As artists arrive at the store they all thrust demo CDs, flyers for upcoming events and business cards at me. They all want badly to make it big, but out of all the rappers and grinders out there right now, Starr thinks only two have a really good shot: Reallionare Dream, because he has boxer Floyd Mayweather’s support, PR team and money, and 20-year-old Artisan, who has been on BET, had his song played on the radio, won a ton of rap battles and has earned a reputation that extends beyond Las Vegas. He is competing tonight.
There are four contestants: Young Mack, his lean frame swamped in a big blue hoodie and frizzy hair tied in a ponytail, King Lo, with the dusky, hooded eyes of a lizard, Hussle and Artisan.
They battle first with a beatbox background, provided by the well-honed vocal chords of Jay R, and then a cappella.
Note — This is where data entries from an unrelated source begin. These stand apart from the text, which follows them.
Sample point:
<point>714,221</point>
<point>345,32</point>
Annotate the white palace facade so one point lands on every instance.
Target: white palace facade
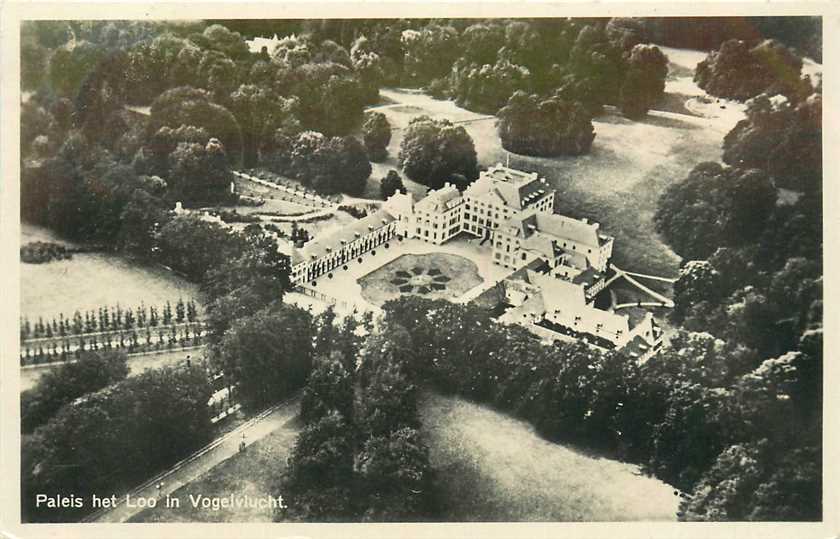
<point>558,264</point>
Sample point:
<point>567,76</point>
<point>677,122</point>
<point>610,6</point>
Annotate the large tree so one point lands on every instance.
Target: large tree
<point>714,207</point>
<point>532,125</point>
<point>781,138</point>
<point>268,353</point>
<point>58,387</point>
<point>376,132</point>
<point>432,151</point>
<point>644,81</point>
<point>740,71</point>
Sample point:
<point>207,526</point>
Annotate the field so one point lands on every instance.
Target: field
<point>490,468</point>
<point>136,364</point>
<point>494,468</point>
<point>629,166</point>
<point>252,473</point>
<point>433,276</point>
<point>90,280</point>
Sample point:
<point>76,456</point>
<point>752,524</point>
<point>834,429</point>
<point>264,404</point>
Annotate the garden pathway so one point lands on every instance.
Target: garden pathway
<point>203,460</point>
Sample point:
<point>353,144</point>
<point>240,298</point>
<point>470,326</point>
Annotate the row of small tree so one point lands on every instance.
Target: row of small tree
<point>113,318</point>
<point>131,341</point>
<point>114,437</point>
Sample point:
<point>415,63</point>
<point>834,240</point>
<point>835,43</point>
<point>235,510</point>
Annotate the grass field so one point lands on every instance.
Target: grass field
<point>136,364</point>
<point>253,473</point>
<point>433,276</point>
<point>91,280</point>
<point>619,182</point>
<point>495,468</point>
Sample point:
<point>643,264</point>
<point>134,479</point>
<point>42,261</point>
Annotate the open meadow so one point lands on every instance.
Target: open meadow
<point>492,467</point>
<point>92,280</point>
<point>619,182</point>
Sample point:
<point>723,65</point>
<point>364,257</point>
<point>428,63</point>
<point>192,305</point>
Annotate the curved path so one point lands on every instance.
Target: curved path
<point>204,459</point>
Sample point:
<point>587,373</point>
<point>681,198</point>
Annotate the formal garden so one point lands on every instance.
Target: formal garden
<point>434,276</point>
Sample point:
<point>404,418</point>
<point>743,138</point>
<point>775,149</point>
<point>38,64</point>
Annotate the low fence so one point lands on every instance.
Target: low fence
<point>320,296</point>
<point>322,202</point>
<point>60,348</point>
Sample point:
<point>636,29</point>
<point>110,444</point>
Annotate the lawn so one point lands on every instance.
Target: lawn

They spit rhymes quickly, with lyrics that are clever, creative, funny, sexual, insulting and violent. You have to hear them to get the full effect.
The competition moves quickly. In the first round Young Mack loses to Hussle, who then loses to King Lo, who narrowly loses to Artisan, who remains the reigning champion. Starr is right: Artisan, who had brought an entourage of friends with him, had a noticeable star quality, a special swagger. When he opens his wide mouth and raps, confidently confronting the opponent centimeters away from his face, you can’t help but listen, laugh, smile and holler.
“’09 is my year/I shine like Time Square … I been stackin’, I ain’t worried about a lay off/I been ballin’ all season, take it to the playoff … I don’t give a fuck if you don’t like it/I’m the shit so my shit’s worth more than your life is/And fuck what you heard n---a, Las Vegas is where it’s at/I’m a keep spittin’ crack, put Vegas on the map.”
“I’ve been rapping since I was 17,” says Artisan who is endearingly modest, “when I realized I wasn’t gonna be a doctor or a lawyer no more, and it just took off from there. So I’m still grindin’ and climbin’. I make beats in the studio, just trying to do all that I can do. I made quite a name for myself, but it ain’t enough, so I’m a keep going.”
The young man is incredibly ambitious.
“All I do is music. I was doing music before I came here. I’m going back to do some more music. I don’t hang out, I don’t go to clubs. I’ll hang out and club when I get to where I want to be.”
And where does he want to be? “At the top.”